Learn about what may happen after an eviction hearing

Get information on removing the tenant and the stay of execution process for landlords.

Removing the tenant

If I win the summary process case and am awarded a judgment against my tenant, what is the procedure for having the tenant moved out of the dwelling?

If the court finds for the landlord, the tenant has 10 days from the date that the clerk’s office enters judgment to file an appeal. If the judgment did not include a stay of the execution, on the 11th day, the landlord can prepare and send a written request for the execution to the clerk’s office. The execution is the document that authorizes the actual eviction. The landlord cannot evict the tenant without the assistance of a constable or sheriff, who must give 48 hours written notice to the tenant before the actual eviction can take place.

Stay of execution

The court order that allows a landlord to evict a tenant is called an execution.  Even after a landlord gets an execution, only a sheriff or constable can move a tenant and his or her belongings out of the property.

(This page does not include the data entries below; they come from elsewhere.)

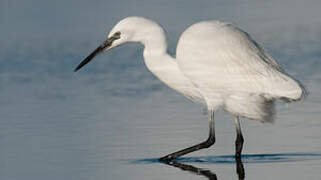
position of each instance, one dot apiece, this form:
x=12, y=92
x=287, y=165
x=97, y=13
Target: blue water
x=114, y=119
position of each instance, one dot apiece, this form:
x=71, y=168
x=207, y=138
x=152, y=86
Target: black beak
x=107, y=44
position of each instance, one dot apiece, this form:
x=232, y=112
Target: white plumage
x=217, y=65
x=232, y=71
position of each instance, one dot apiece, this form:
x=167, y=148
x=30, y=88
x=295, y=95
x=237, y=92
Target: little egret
x=217, y=65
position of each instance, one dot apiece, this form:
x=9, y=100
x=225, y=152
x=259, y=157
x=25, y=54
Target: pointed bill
x=104, y=46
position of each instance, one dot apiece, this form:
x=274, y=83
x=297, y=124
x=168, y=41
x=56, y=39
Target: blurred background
x=57, y=124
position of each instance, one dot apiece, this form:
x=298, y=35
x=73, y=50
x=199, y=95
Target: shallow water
x=114, y=119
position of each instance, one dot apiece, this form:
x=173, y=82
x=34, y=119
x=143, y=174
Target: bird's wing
x=220, y=56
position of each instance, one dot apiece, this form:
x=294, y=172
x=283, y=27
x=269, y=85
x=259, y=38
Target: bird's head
x=130, y=29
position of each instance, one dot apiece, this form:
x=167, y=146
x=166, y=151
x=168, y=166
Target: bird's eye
x=117, y=35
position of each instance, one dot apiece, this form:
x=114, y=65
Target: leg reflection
x=207, y=173
x=185, y=167
x=240, y=168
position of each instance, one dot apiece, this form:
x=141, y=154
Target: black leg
x=210, y=141
x=239, y=139
x=240, y=169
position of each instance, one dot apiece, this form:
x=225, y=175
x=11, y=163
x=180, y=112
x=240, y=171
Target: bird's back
x=223, y=61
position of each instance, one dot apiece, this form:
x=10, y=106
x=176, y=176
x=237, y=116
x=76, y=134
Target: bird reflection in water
x=205, y=172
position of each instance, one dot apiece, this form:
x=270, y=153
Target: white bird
x=217, y=65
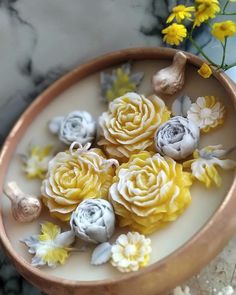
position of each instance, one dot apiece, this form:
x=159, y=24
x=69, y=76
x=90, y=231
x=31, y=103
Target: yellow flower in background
x=180, y=12
x=51, y=246
x=205, y=162
x=205, y=71
x=223, y=29
x=174, y=34
x=76, y=175
x=205, y=10
x=149, y=191
x=207, y=112
x=130, y=252
x=36, y=161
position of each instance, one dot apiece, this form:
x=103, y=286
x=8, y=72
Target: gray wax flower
x=177, y=138
x=93, y=220
x=77, y=126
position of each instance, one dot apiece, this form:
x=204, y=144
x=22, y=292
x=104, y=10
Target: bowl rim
x=181, y=263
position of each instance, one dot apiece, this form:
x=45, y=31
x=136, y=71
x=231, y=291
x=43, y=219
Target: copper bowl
x=158, y=277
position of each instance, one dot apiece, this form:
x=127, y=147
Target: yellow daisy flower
x=35, y=163
x=205, y=9
x=223, y=29
x=180, y=12
x=174, y=34
x=51, y=246
x=205, y=71
x=207, y=112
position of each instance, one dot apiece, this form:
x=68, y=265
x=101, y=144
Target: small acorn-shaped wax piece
x=25, y=207
x=171, y=79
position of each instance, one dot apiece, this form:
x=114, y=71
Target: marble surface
x=43, y=39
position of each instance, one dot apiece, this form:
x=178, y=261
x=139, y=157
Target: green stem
x=229, y=66
x=224, y=53
x=202, y=52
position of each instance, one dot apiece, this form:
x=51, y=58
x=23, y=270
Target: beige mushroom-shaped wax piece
x=171, y=79
x=25, y=207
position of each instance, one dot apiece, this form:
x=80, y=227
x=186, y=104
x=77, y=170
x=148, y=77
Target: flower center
x=130, y=250
x=205, y=113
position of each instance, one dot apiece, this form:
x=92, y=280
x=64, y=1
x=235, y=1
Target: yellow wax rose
x=76, y=175
x=130, y=124
x=149, y=191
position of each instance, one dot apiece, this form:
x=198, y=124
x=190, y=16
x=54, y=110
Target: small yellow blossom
x=205, y=162
x=223, y=29
x=174, y=34
x=205, y=10
x=180, y=12
x=36, y=162
x=205, y=71
x=207, y=112
x=51, y=246
x=130, y=252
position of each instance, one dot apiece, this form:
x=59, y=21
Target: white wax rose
x=77, y=126
x=93, y=220
x=177, y=138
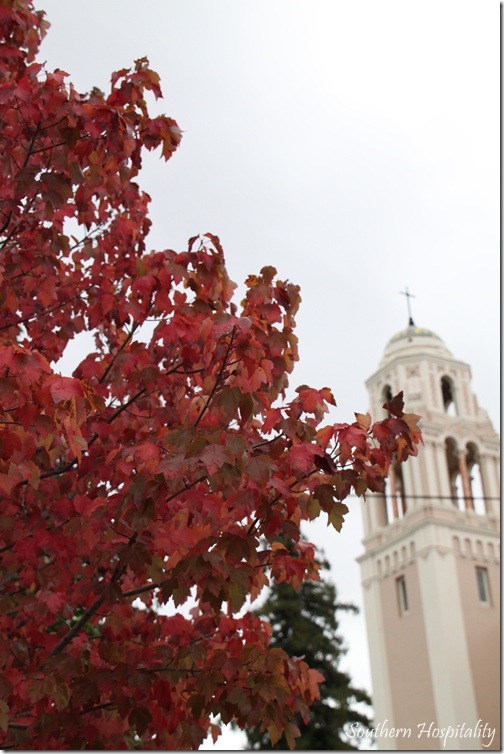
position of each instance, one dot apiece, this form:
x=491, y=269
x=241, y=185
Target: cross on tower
x=408, y=296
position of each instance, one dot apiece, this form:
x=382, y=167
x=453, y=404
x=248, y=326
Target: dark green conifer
x=304, y=623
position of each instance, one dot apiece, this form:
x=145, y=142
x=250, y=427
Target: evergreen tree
x=304, y=623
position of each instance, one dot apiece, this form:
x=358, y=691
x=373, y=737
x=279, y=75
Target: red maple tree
x=169, y=467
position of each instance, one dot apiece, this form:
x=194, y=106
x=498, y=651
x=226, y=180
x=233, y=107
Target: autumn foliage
x=169, y=468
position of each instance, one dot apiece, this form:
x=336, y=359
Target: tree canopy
x=304, y=623
x=154, y=473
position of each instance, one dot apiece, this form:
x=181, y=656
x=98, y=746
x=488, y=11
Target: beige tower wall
x=482, y=628
x=406, y=647
x=436, y=666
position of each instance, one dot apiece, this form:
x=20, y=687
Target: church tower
x=431, y=566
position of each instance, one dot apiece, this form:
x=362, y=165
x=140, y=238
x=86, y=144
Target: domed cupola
x=413, y=341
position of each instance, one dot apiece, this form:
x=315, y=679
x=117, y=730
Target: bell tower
x=431, y=565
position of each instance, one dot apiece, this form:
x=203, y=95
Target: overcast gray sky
x=353, y=146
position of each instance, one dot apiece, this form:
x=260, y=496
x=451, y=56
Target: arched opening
x=452, y=461
x=394, y=493
x=475, y=481
x=448, y=391
x=401, y=495
x=387, y=394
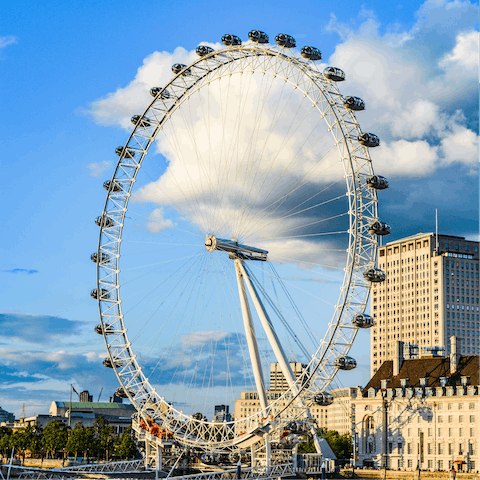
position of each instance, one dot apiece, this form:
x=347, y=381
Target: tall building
x=421, y=413
x=278, y=383
x=430, y=293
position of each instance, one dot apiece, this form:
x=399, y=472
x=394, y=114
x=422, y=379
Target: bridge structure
x=309, y=464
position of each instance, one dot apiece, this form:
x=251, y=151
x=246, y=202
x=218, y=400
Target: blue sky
x=65, y=70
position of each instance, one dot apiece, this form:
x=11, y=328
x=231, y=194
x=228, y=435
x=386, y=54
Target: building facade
x=431, y=292
x=421, y=414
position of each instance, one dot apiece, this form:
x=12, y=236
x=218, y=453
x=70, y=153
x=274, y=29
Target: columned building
x=431, y=292
x=421, y=414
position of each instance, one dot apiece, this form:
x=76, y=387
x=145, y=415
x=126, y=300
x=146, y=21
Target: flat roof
x=109, y=405
x=418, y=235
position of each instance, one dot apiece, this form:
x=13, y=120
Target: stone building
x=421, y=413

Are there any restrictions on when the constable or sheriff can use the execution to move my tenant out of the dwelling?

Yes. The execution can be levied on (used to move a tenant from the premises) only on a weekday (Monday through Friday) between the hours of 9 am and 5 pm, not on Saturday, Sunday, or a legal holiday when the court is closed.

Does the execution in a summary process case ever expire?

Yes. The execution must be used within 3 months to regain possession of the dwelling. The monetary portion of the execution is valid for 20 years.

After I have removed my tenant from the property, how do I collect the money I was awarded in the judgment?

You may have the sheriff use the summary process execution to levy against non-exempt assets. You may want to consult an attorney before you begin this process. Also, you may be able to serve and file a post-judgment motion for payment or for trustee process against a third party, such as an employer holding wages. In the alternative, supplementary process under G.L. c. 224 (not to be confused with summary process under G.L. c. 239) is available. You should consult the clerk’s office in which the summary process case was heard to determine the best procedure to follow in your case.